SGD with a Constant Large Learning Rate Can Converge to Local Maxima
This work highlights potential pitfalls of SGD in deep learning for practitioners, though it is incremental as it focuses on constructed worst-case scenarios rather than typical training regimes.
The paper constructs worst-case optimization problems showing that stochastic gradient descent (SGD) with a constant large learning rate can converge to local maxima, escape saddle points arbitrarily slowly, prefer sharp minima over flat ones, and cause AMSGrad to converge to local maxima, with examples in neural network-like settings.

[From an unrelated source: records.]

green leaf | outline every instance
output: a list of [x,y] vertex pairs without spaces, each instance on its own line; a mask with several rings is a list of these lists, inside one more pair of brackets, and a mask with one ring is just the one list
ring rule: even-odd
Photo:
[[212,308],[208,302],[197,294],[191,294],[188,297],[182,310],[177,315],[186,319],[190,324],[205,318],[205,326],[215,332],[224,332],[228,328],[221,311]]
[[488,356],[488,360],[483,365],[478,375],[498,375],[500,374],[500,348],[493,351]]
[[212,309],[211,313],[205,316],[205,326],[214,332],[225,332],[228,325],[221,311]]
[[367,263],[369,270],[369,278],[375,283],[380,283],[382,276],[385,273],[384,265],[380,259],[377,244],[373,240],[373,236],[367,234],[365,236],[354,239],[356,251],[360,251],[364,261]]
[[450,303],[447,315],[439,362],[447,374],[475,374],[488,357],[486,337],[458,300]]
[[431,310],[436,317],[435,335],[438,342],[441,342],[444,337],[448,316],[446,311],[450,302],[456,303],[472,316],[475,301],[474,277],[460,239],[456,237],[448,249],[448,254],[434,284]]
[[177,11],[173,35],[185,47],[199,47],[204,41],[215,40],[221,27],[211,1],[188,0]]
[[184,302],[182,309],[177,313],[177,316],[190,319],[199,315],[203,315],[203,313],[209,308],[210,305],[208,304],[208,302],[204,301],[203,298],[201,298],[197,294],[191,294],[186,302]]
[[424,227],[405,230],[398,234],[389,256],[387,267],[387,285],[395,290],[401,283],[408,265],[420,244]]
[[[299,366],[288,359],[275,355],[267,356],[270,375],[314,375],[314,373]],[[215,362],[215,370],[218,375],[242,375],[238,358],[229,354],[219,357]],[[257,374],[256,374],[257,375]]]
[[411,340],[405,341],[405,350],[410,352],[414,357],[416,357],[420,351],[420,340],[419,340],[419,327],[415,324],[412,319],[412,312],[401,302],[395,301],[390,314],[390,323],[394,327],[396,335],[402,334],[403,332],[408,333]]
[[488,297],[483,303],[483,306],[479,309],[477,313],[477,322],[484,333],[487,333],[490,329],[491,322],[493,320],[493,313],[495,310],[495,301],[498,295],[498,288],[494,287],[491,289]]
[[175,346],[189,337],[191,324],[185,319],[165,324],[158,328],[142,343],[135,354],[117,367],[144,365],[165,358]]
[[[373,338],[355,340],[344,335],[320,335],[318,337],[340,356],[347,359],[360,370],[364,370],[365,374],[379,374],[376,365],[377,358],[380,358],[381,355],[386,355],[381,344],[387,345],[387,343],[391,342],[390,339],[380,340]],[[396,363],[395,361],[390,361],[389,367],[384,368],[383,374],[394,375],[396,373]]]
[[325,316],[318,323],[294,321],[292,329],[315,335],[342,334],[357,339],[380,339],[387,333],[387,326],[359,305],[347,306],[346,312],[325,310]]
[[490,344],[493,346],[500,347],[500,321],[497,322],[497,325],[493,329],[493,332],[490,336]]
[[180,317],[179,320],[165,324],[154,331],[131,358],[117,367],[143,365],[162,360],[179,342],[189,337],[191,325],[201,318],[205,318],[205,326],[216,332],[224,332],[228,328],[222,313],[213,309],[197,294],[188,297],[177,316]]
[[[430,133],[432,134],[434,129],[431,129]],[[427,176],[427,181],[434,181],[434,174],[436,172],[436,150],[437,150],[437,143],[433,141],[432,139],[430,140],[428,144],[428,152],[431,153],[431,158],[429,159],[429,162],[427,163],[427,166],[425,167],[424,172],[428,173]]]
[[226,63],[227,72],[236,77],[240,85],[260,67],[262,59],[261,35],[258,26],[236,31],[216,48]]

Previous works on stochastic gradient descent (SGD) often focus on its success. In this work, we construct worst-case optimization problems illustrating that, when not in the regimes that the previous works often assume, SGD can exhibit many strange and potentially undesirable behaviors. Specifically, we construct landscapes and data distributions such that (1) SGD converges to local maxima, (2) SGD escapes saddle points arbitrarily slowly, (3) SGD prefers sharp minima over flat ones, and (4) AMSGrad converges to local maxima. We also realize results in a minimal neural network-like example. Our results highlight the importance of simultaneously analyzing the minibatch sampling, discrete-time updates rules, and realistic landscapes to understand the role of SGD in deep learning.